Le lendemain matin je suis réveillé vers six heures par un grand fracas de porte et par des éclats de voix. Je me mets sur mon séant, je me frotte les yeux et j’aperçois le monsieur de la veille, toujours vêtu de sa houppelande couleur de cachou, qui s’avance majestueux, suivi d’un cortège d’infirmiers. C’était le major.

À peine entré, il roule de droite à gauche et de gauche à droite ses yeux d’un vert morne, enfonce ses mains dans ses poches et braille :

— Numéro 1, montre ta jambe… ta sale jambe.
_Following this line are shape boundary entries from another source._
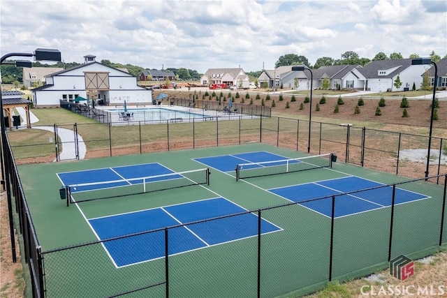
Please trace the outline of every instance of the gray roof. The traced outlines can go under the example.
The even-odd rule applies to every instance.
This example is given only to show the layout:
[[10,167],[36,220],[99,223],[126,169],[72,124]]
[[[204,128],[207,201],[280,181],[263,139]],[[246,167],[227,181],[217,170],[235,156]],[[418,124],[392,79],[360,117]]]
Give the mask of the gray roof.
[[2,96],[10,96],[12,95],[22,96],[23,94],[24,94],[21,91],[1,91]]
[[[358,71],[367,79],[381,77],[392,78],[404,69],[408,68],[411,65],[411,59],[406,58],[402,59],[386,59],[372,61],[362,68],[359,68]],[[379,70],[386,70],[387,69],[397,67],[392,73],[386,75],[379,75]]]
[[64,70],[61,67],[24,67],[23,80],[43,80],[48,75],[61,70]]
[[3,105],[29,105],[31,101],[22,98],[2,98],[1,101]]
[[[438,67],[438,77],[446,77],[447,76],[447,58],[443,58],[436,63],[436,66]],[[430,69],[429,76],[434,77],[434,66],[432,66]]]
[[85,66],[87,66],[87,65],[91,65],[91,64],[100,64],[100,65],[102,65],[103,66],[105,66],[105,67],[107,67],[107,68],[109,68],[116,69],[117,70],[118,70],[118,71],[121,71],[122,73],[126,73],[126,74],[127,74],[127,75],[129,75],[129,73],[126,73],[125,71],[123,71],[123,70],[121,70],[121,69],[119,69],[119,68],[114,68],[114,67],[107,66],[105,66],[105,65],[101,64],[101,63],[99,63],[99,62],[94,61],[94,62],[91,62],[91,63],[87,63],[87,64],[84,64],[77,65],[76,66],[71,67],[70,68],[67,68],[67,69],[65,69],[65,70],[61,70],[61,71],[58,71],[57,73],[52,73],[52,74],[50,74],[50,75],[46,75],[46,77],[52,77],[52,76],[54,76],[54,75],[60,75],[60,74],[61,74],[61,73],[67,73],[67,72],[68,72],[68,71],[71,71],[71,70],[75,70],[75,69],[82,68],[85,67]]

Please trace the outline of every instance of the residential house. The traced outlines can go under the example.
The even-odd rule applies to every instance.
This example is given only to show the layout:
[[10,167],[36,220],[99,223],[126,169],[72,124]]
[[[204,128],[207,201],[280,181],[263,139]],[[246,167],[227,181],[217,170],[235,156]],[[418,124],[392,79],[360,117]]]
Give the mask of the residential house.
[[174,81],[175,80],[175,75],[172,71],[145,69],[138,77],[140,81],[166,81],[166,79]]
[[122,105],[124,100],[128,105],[152,101],[152,91],[138,86],[136,77],[128,72],[87,58],[84,64],[47,75],[45,84],[32,92],[36,107],[59,106],[60,100],[73,101],[77,97],[110,105]]
[[200,84],[226,84],[227,87],[249,88],[250,80],[242,68],[209,68],[200,77]]
[[[436,62],[436,65],[438,68],[438,82],[437,82],[437,88],[444,87],[447,89],[447,58],[443,58],[439,61]],[[434,83],[434,66],[432,66],[427,74],[430,79],[430,86],[433,86]],[[422,75],[425,75],[424,73]],[[416,88],[419,89],[420,86],[416,85]]]
[[45,83],[46,75],[61,70],[64,70],[61,67],[24,67],[23,84],[27,88],[41,86]]
[[[365,90],[398,91],[409,90],[416,85],[420,88],[424,73],[429,65],[411,65],[411,59],[372,61],[358,71],[366,78]],[[402,83],[397,88],[395,82],[399,77]]]

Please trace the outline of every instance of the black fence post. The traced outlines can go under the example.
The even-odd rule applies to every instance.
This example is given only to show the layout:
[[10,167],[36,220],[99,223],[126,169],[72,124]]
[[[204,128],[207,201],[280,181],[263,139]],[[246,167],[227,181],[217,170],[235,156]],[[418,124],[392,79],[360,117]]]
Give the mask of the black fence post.
[[109,124],[109,147],[110,149],[110,156],[112,156],[112,123]]
[[296,121],[296,151],[298,151],[298,143],[300,142],[300,119]]
[[166,298],[169,298],[169,241],[168,241],[168,228],[165,228],[165,286]]
[[56,151],[56,161],[59,161],[59,139],[57,138],[57,126],[56,124],[53,124],[53,130],[54,131],[54,150]]
[[263,114],[261,114],[261,120],[259,124],[259,142],[263,142]]
[[318,142],[318,154],[321,154],[321,126],[323,124],[320,122],[320,142]]
[[363,126],[362,128],[362,148],[360,153],[360,165],[362,167],[365,161],[365,140],[366,128]]
[[[438,177],[439,179],[439,177]],[[446,193],[447,190],[447,174],[444,175],[444,193],[442,197],[442,212],[441,216],[441,232],[439,233],[439,246],[442,244],[442,233],[444,228],[444,215],[446,213]]]
[[391,199],[391,219],[390,221],[390,242],[388,244],[388,262],[391,260],[391,248],[393,247],[393,224],[394,223],[394,202],[396,194],[396,185],[393,184],[393,198]]
[[399,142],[397,143],[397,161],[396,162],[396,174],[399,172],[399,154],[400,154],[400,139],[402,133],[399,133]]
[[258,210],[258,298],[261,297],[261,209]]
[[329,281],[332,280],[332,257],[334,251],[334,218],[335,215],[335,195],[332,195],[332,209],[330,216],[330,247],[329,255]]

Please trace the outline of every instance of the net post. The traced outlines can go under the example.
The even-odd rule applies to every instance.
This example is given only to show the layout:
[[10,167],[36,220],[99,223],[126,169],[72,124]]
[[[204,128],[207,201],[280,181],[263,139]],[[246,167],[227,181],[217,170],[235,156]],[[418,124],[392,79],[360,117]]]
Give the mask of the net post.
[[70,206],[70,198],[71,198],[71,192],[70,191],[70,186],[68,185],[65,186],[65,197],[66,200],[67,201],[67,207]]

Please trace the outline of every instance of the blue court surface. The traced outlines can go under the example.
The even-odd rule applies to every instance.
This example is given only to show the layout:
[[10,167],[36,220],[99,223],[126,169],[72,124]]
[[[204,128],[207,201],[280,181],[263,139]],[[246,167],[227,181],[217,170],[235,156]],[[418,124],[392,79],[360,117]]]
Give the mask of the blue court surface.
[[[101,240],[161,229],[203,219],[243,213],[246,209],[223,198],[217,198],[160,208],[90,218],[89,223]],[[261,233],[281,229],[261,219]],[[165,231],[103,242],[117,267],[165,256]],[[170,229],[170,255],[185,253],[258,235],[258,216],[247,213],[218,220]]]
[[[219,156],[194,158],[194,161],[198,161],[199,163],[203,163],[204,165],[210,167],[214,167],[214,169],[222,172],[230,172],[234,171],[236,169],[236,165],[242,163],[284,161],[286,159],[288,159],[288,158],[264,151],[260,151],[241,153],[238,154],[228,154]],[[296,161],[296,163],[299,163],[299,161]],[[284,164],[284,162],[279,161],[278,163],[269,163],[269,165],[279,165],[281,164]],[[262,165],[251,165],[250,167],[262,167]]]
[[[129,184],[139,184],[142,183],[142,179],[138,178],[173,173],[175,173],[175,172],[158,163],[154,163],[68,172],[57,173],[57,174],[64,185],[101,183],[101,184],[98,185],[82,186],[77,187],[75,190],[72,190],[72,191],[82,191],[115,186],[124,186]],[[173,174],[168,177],[156,177],[147,179],[146,182],[162,179],[173,179],[180,177],[182,177],[182,176],[179,174]],[[103,183],[107,181],[110,181],[110,183]]]
[[[269,189],[269,191],[292,202],[302,202],[307,207],[326,216],[332,216],[332,197],[361,189],[383,186],[383,184],[358,177],[334,179]],[[383,186],[352,194],[335,197],[335,217],[341,217],[391,206],[393,187]],[[428,198],[427,195],[396,188],[395,204]]]

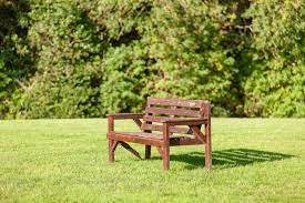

Eh ! elle va mal, cette jambe, cette plaie coule comme une fontaine ; lotion d’eau blanche, charpie, demi-ration, bonne tisane de réglisse.

— Numéro 2, montre ta gorge… ta sale gorge. Elle va de plus en plus mal cette gorge ; on lui coupera demain les amygdales.

— Mais, docteur…

— Eh ! je ne te demande rien, à toi ; si tu dis un mot, je te fous à la diète.

— Mais enfin…

— Vous fouterez cet homme à la diète. Écrivez : diète, gargarisme, bonne tisane de réglisse.

Il passa ainsi la revue des malades, prescrivant à tous, vénériens et blessés, fiévreux et dysentériques, sa bonne tisane de réglisse.

Il arriva devant moi, me dévisagea, m’arracha les couvertures, me bourra le ventre de coups de poing, m’ordonna de l’eau albuminée, l’inévitable tisane et sortit, reniflant et traînant les pieds.